Jangan salah, meski bentuknya seperti topi renang, tapi menggunakan teknologi elektroensefalografi (EEG) untuk membaca pikiran pengguna.
DeWave bekerja menerjemahkan secara kasar proses pemikiran internal menjadi teks dan ucapan tanpa perlu pelacakan mata atau input tambahan.
Meskipun masih memiliki beberapa kekurangan, kemampuannya ini nyatanya menuai kesan yang mengesankan, meski agak menakutkan.
Sistem ini terdiri dari dua komponen utama: topi pembaca EEG dan model bahasa besar (LLM).
Pengguna hanya perlu mengenakan topi yang dilengkapi dengan elektroda EEG non-invasif.

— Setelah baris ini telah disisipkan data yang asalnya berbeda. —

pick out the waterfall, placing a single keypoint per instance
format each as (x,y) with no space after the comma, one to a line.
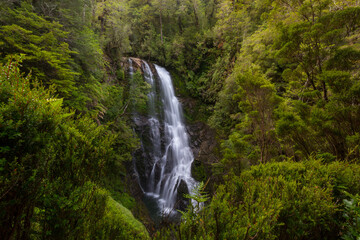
(166,154)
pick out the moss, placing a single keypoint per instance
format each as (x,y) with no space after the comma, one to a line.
(119,223)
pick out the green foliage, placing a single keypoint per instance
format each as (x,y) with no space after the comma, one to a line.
(47,56)
(352,216)
(52,162)
(286,200)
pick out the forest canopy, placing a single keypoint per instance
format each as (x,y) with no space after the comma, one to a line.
(277,80)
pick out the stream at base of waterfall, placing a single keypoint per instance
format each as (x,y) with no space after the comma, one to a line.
(163,164)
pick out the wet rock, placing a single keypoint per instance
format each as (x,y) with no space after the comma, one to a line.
(181,201)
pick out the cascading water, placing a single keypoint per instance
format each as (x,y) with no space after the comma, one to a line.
(166,154)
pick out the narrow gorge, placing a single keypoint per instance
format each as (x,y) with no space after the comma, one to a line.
(163,163)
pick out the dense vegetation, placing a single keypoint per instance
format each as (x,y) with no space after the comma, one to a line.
(279,80)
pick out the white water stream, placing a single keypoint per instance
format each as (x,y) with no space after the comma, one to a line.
(170,153)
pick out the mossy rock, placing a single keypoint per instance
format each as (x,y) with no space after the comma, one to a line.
(119,223)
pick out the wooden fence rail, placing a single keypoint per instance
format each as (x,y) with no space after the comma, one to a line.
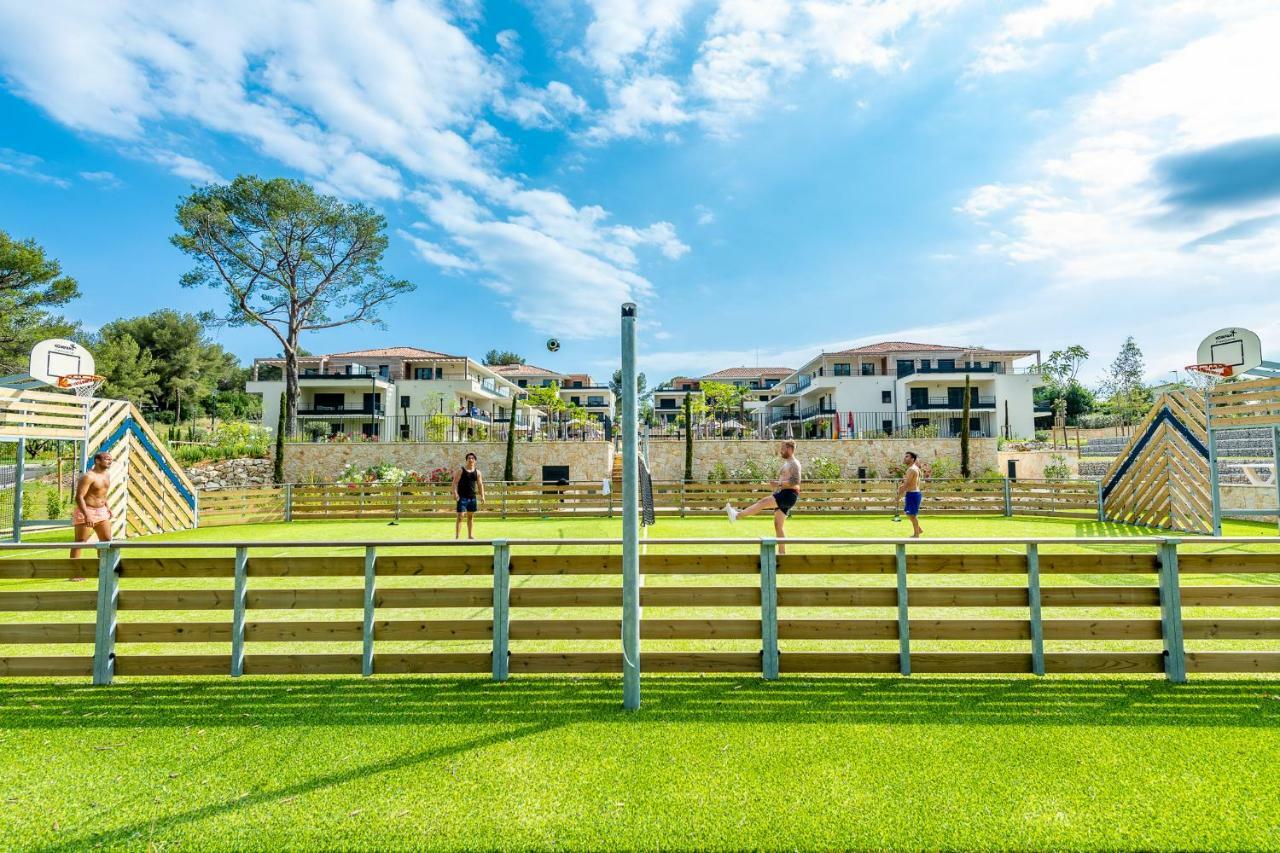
(494,609)
(1063,498)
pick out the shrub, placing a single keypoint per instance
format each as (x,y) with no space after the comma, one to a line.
(822,468)
(1057,468)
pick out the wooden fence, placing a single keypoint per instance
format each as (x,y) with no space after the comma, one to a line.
(502,601)
(1065,498)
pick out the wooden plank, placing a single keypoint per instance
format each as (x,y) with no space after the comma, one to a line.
(458,629)
(1230,596)
(1097,564)
(1233,661)
(51,600)
(1104,662)
(170,665)
(972,661)
(429,566)
(849,564)
(1205,564)
(301,664)
(27,633)
(45,568)
(432,662)
(1074,629)
(46,666)
(1232,628)
(839,661)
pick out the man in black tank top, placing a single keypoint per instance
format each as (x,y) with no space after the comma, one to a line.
(467,492)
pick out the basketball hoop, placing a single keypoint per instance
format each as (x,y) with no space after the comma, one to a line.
(83,384)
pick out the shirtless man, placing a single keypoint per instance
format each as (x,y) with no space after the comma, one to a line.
(467,493)
(91,512)
(910,492)
(784,500)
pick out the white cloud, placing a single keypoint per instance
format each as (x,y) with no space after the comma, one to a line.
(28,165)
(105,179)
(366,99)
(1022,32)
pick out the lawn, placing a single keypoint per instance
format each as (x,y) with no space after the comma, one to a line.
(717,762)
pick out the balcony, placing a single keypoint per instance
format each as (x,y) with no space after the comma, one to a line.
(947,402)
(341,411)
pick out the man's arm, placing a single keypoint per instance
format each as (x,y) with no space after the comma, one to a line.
(82,492)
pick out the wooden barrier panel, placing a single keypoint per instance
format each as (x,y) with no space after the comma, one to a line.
(717,615)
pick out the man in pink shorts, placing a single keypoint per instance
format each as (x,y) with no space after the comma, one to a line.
(92,515)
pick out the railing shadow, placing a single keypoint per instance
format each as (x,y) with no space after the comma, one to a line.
(556,701)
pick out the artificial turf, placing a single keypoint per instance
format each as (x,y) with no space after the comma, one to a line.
(717,762)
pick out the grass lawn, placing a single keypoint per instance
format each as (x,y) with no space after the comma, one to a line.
(717,762)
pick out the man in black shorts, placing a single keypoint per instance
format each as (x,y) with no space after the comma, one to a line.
(467,493)
(784,500)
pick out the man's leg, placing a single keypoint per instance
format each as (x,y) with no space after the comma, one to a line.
(759,506)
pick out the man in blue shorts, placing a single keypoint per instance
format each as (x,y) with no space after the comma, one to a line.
(782,501)
(467,495)
(910,492)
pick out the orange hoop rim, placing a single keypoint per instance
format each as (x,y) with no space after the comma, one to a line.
(1211,368)
(77,379)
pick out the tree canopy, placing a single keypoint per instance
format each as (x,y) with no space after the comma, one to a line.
(287,259)
(31,283)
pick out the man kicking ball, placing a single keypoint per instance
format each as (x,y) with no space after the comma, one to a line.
(910,492)
(782,501)
(469,493)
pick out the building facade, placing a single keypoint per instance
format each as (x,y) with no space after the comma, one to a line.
(897,387)
(392,393)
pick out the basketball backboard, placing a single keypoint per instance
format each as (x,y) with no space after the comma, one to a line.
(1235,347)
(58,357)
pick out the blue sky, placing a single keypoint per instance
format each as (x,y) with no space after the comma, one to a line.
(766,178)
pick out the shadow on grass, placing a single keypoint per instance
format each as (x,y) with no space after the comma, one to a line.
(558,701)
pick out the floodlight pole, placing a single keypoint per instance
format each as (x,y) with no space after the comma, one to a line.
(630,516)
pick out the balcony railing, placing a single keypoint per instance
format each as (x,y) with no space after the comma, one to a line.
(947,402)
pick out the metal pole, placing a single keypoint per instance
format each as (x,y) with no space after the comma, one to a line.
(19,475)
(1215,491)
(630,516)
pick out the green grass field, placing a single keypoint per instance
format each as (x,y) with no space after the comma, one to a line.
(716,762)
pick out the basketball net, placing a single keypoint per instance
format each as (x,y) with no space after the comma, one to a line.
(83,384)
(1203,377)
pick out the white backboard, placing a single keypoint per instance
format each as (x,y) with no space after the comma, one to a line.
(58,357)
(1237,347)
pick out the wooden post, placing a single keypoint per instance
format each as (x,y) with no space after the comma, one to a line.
(904,625)
(366,660)
(1171,612)
(238,597)
(108,596)
(501,610)
(769,607)
(1033,603)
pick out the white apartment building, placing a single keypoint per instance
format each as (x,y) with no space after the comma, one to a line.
(894,387)
(576,388)
(393,393)
(762,383)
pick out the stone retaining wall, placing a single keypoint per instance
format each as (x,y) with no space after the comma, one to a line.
(231,474)
(323,463)
(877,455)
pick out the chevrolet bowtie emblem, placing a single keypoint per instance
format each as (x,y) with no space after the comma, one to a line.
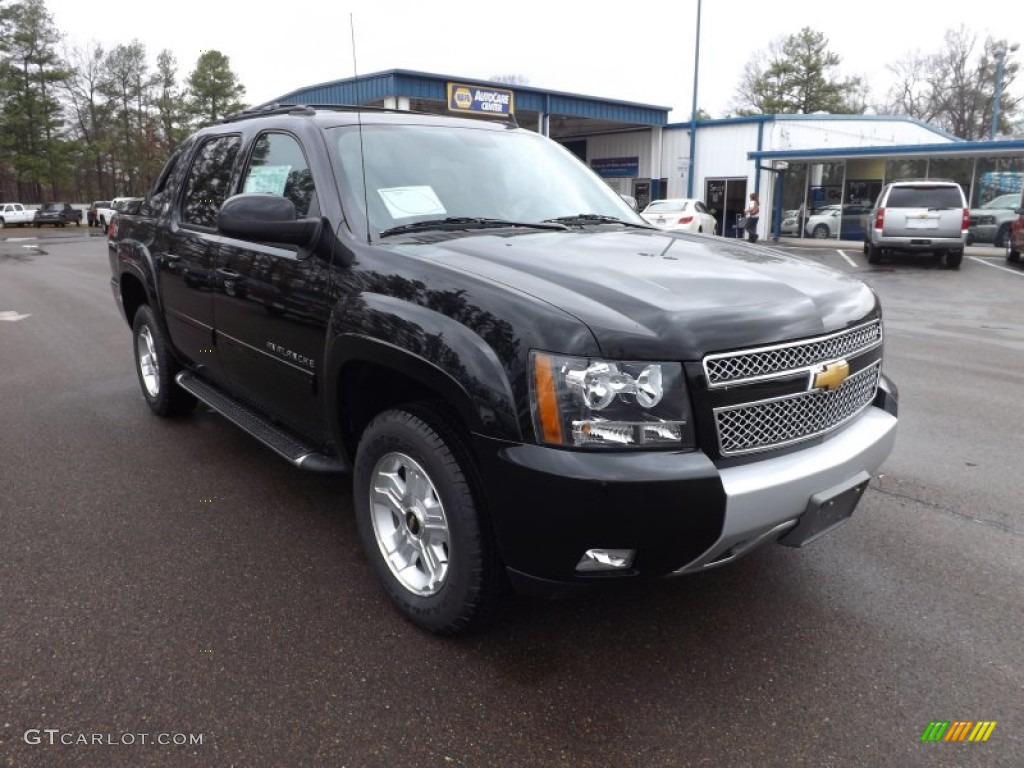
(832,376)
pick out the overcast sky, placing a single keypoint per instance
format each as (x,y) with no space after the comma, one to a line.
(638,52)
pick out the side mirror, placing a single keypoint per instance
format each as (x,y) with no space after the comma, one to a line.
(265,218)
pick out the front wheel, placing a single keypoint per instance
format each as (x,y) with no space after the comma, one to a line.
(420,521)
(157,368)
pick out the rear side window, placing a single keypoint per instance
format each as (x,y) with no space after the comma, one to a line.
(209,180)
(925,197)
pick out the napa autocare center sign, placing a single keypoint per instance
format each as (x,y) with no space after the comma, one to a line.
(464,97)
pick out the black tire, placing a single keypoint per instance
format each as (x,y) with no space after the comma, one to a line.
(1001,237)
(157,368)
(1013,255)
(448,597)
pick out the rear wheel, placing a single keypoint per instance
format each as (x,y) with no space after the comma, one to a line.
(420,523)
(157,368)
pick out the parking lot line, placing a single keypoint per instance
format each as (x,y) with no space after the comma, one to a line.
(1018,272)
(843,254)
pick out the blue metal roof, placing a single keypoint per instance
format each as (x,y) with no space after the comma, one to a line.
(961,148)
(380,85)
(797,118)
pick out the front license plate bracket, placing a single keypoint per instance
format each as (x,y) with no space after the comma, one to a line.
(826,510)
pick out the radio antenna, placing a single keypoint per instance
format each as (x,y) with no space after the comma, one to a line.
(358,120)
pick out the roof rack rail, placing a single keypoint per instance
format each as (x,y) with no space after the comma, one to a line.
(308,110)
(274,109)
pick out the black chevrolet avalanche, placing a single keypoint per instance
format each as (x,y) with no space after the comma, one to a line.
(526,382)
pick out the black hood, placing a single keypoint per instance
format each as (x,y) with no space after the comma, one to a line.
(646,294)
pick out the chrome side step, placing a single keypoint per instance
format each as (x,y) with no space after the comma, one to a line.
(282,442)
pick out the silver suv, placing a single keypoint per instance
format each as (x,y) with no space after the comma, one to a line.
(916,215)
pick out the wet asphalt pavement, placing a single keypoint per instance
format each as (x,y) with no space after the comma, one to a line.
(169,581)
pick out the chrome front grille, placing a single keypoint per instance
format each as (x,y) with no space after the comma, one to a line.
(780,421)
(730,369)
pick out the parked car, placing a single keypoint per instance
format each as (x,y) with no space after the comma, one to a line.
(92,214)
(919,216)
(682,214)
(1015,240)
(845,222)
(104,214)
(990,222)
(57,214)
(524,380)
(790,224)
(15,214)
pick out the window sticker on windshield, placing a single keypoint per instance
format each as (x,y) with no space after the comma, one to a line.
(267,179)
(412,201)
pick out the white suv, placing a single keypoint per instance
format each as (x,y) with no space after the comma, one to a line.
(919,215)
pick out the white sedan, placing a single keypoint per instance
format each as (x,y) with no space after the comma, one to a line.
(680,214)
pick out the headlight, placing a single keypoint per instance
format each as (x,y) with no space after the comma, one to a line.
(592,403)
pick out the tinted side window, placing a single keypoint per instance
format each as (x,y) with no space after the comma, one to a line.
(159,199)
(278,166)
(925,197)
(209,179)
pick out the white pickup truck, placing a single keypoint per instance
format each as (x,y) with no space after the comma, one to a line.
(12,214)
(103,215)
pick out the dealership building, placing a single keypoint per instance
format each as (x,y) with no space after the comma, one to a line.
(817,161)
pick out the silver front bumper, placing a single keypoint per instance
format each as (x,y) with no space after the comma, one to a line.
(766,498)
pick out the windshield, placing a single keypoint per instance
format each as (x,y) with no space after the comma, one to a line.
(419,173)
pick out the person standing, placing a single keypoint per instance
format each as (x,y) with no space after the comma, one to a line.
(753,212)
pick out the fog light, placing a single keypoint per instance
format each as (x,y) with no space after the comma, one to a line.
(605,559)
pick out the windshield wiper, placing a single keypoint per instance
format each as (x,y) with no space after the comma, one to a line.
(467,222)
(580,219)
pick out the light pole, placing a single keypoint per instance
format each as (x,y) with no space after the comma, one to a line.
(999,52)
(693,111)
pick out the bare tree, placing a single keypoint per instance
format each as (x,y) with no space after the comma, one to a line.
(954,88)
(797,75)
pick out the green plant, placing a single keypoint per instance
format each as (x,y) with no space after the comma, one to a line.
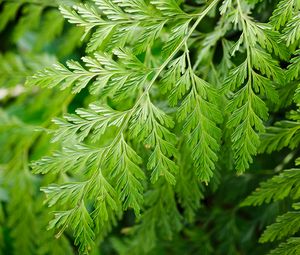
(169,102)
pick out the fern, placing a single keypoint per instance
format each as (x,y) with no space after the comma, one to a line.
(169,95)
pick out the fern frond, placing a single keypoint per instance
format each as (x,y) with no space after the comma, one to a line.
(247,80)
(290,247)
(283,13)
(282,134)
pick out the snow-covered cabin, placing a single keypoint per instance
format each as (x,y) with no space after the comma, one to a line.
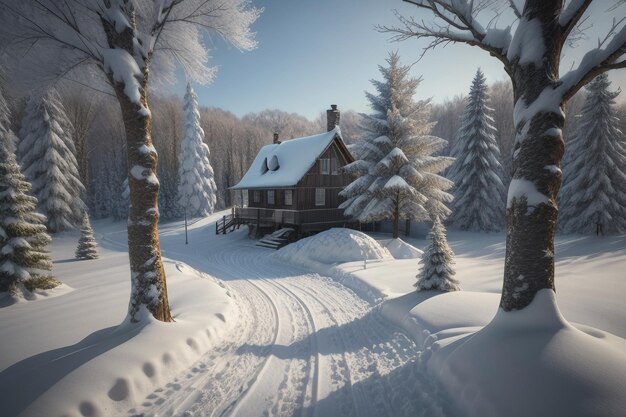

Elektroda tersebut bekerja dengan menangkap aktivitas mental pengguna melalui impuls listrik yang berjalan melalui otak.
Gelombang otak yang terdeteksi kemudian disalurkan ke DeWave LLM, yang dibangun oleh tim UTS berdasarkan dataset bernama ZuCo.
Dataset ini mencocokkan pola pelacakan mata dan EEG dengan tugas membaca alami.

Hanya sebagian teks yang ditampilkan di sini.